Once again Ridley Pearson writes a wonderful crime thriller that is so mesmerizing the audience will read it in one sitting. The readers obtain an up front and personal look into the lives of the Boldts as they deal with guilty consciences and a crisis that could destroy their marriage. THE BODY OF DAVID HAYES is a tremendous tale that deserves best seller status.

Harriet Klausner

Rating: 4 stars
Summary: Pearson's Greatest Strengths are Exhibited Here
Review: THE BODY OF DAVID HAYES is the ninth of Ridley Pearson's novels featuring Seattle Police Detectives Lou Boldt and Daphne Matthews. Pearson has infused these books with a number of interesting elements and has reached the point where he can pick and choose among them so that each new offering in the series is familiar yet never predictable. The series is set in Seattle, one of the more fascinating cities in the United States, so that Pearson can build his story around a point of interest (as he did so brilliantly in THE ART OF DECEPTION, for example). He can feature either Boldt or Matthews as the focal point of the story, or alternate between the two. Given the longevity of the series, Pearson can also reach into the past and use it as a propellant for a story set in the present.

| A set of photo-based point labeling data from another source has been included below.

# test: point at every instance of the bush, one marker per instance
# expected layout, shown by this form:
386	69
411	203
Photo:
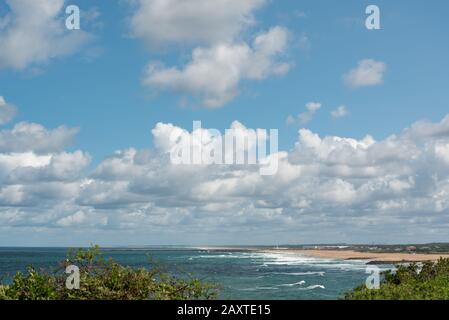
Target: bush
427	281
102	279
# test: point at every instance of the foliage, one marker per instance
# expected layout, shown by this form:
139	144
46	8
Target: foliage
425	281
102	279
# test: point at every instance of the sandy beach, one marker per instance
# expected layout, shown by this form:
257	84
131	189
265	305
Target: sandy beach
373	257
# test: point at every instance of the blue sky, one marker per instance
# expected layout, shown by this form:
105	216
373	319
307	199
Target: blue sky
99	87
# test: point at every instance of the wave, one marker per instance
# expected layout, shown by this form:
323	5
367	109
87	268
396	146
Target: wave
299	283
307	273
315	286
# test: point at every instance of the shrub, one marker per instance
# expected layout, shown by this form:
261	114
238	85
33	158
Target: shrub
426	281
102	279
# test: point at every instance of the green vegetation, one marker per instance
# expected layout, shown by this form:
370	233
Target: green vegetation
102	279
427	281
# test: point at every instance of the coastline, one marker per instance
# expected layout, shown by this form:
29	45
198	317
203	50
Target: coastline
372	257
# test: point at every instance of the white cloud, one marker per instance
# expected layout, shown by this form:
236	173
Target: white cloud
367	73
304	117
195	22
34	137
7	111
340	112
215	73
336	185
33	32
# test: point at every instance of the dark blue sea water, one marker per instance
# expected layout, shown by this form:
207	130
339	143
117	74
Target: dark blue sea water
242	275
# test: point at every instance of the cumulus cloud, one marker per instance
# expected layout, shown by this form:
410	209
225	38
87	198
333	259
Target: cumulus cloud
222	56
340	112
305	117
33	32
368	72
195	22
34	137
340	185
7	111
215	73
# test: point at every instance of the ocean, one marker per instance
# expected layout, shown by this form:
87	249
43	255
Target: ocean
241	275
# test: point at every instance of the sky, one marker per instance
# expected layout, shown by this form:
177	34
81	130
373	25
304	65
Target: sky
86	118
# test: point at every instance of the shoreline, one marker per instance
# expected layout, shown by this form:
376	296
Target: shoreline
372	257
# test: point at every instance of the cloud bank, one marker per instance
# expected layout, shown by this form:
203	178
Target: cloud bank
326	188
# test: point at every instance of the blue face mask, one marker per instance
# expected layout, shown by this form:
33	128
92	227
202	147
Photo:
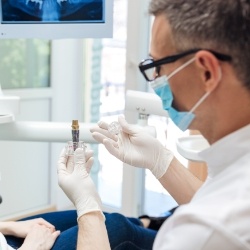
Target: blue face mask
163	90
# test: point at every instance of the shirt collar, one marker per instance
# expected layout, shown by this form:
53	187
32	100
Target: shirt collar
223	152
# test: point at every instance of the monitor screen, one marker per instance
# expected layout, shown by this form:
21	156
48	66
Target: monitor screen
54	19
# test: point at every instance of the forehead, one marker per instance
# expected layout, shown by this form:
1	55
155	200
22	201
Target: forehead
161	40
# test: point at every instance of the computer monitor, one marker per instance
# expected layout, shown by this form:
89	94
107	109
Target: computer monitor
56	19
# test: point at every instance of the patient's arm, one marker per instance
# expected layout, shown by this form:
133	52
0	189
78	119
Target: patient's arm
92	233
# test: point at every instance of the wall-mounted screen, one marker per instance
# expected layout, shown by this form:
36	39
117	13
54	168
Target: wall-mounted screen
54	19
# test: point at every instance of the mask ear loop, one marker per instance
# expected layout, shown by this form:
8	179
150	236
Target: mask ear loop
180	68
205	95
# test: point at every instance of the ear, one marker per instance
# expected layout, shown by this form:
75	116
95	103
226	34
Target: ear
210	69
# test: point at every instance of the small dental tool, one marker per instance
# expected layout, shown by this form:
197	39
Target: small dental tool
75	132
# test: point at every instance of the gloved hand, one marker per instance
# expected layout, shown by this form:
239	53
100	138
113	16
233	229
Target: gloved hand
134	146
76	182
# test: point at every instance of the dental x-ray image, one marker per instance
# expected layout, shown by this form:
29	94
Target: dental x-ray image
52	11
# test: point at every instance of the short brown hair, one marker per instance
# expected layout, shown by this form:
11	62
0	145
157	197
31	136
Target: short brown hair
220	25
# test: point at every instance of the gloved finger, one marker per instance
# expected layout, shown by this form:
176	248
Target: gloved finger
126	127
114	150
103	130
88	154
79	157
70	164
103	125
100	137
89	164
62	161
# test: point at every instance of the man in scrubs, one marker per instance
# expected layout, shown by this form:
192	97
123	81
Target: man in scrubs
199	66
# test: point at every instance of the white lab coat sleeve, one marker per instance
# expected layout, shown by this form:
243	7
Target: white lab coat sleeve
3	243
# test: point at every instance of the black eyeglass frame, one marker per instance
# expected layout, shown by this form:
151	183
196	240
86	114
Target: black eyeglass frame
170	59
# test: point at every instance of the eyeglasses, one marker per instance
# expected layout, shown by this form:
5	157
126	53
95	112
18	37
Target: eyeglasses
151	69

THE BODY OF DAVID HAYES is primarily a Boldt book. Actually, that's not quite accurate, as a great deal of the novel concerns Boldt's wife Liz. Lou and Liz hit a rough patch several years previous to the events in THE BODY OF DAVID HAYES. It was during this period that Lou had a brief fling with Daphne Matthews and Liz had an affair with David Hayes, a brilliant computer specialist at Seattle's WestCorp Bank, where Liz is an executive. Lou and Liz were each aware of the other's infidelity; neither of them knew the identity of the other's partner. After Liz ended her affair with Hayes, he embarked on a scheme at the behest of the Russian Mafia wherein he used his computer skills to steal 17 million dollars from WestCorp. The money was never recovered.

Hayes is now out on parole and is seeking to recover the money, and with good reason: he has been put on notice by the Russian mob that his life is in danger if he cannot retrieve it. His intrusion back into Liz's life is sudden and dramatic. Hayes cannot recover the money without access to the inner computer workings of the bank, and Liz is his only way in. What is worse from Liz's standpoint is that her affair with Hayes will be revealed if she does not assist him. Liz, torn between protecting the bank and keeping her family safe, goes to Lou and confesses her prior involvement with Hayes as well as the potential for blackmail, which, of course, will affect Lou as well.

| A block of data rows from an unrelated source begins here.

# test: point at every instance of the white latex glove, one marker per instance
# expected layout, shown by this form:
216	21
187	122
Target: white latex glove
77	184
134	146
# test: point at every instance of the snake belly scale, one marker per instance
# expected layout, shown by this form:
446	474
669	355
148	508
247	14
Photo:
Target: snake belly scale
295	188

Pearson sets up a neat and interesting dichotomous situation here, whereby Lou has to compartmentalize his feelings as a jealous husband from his job as a law enforcement officer. Complicating matters is the Russian Mafia, who is squeezing Hayes physically and Liz emotionally, and Danny Foreman, a Washington State BCI investigator who is an old friend of the Boldts but whose investigation into Hayes's activities puts him at odds with Lou. The story races to a conclusion in which Lou attempts to orchestrate several different scenarios that take place simultaneously, all with the aim of preventing the recovery of the money while attempting to protect Liz from the terrible danger she is in.

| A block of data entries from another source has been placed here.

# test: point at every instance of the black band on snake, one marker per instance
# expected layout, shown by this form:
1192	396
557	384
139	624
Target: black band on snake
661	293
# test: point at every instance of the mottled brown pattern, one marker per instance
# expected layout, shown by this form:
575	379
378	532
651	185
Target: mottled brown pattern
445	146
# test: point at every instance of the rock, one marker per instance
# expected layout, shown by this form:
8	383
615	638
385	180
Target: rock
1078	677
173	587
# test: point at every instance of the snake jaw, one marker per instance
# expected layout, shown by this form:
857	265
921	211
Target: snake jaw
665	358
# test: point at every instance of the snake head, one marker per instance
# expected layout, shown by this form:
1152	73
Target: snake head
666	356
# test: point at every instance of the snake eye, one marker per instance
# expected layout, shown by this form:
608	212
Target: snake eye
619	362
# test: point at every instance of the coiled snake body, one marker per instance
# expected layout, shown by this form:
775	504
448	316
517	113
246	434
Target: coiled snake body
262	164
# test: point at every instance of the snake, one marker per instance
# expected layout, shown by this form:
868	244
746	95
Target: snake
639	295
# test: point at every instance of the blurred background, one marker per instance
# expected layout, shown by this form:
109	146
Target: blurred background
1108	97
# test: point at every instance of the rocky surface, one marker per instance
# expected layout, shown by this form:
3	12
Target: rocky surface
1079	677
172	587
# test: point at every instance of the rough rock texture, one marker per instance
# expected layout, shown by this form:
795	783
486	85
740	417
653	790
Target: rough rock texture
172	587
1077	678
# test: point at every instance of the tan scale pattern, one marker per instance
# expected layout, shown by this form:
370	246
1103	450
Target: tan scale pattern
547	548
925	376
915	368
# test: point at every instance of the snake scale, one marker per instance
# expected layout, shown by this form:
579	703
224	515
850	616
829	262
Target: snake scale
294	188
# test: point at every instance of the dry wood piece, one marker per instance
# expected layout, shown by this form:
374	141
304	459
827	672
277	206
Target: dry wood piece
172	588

Pearson in THE BODY OF DAVID HAYES has once again worked his unique magic, creating a plausible high-tech tale that never gets bogged down in the minutiae of computer jargon while playing his characters' emotions off of each other. The ultimate effects on Lou and Liz Boldt of the events that take place in THE BODY OF DAVID HAYES are left ambiguous at the end of the novel and will undoubtedly unfold in later installments of this series, providing both an expectation for the future and a realistic touch upon the personal lives of the characters. One is left truly caring about what will happen to these people; the ability to instill this emotion in his readers is, perhaps, Pearson's greatest strength in his formidable literary arsenal.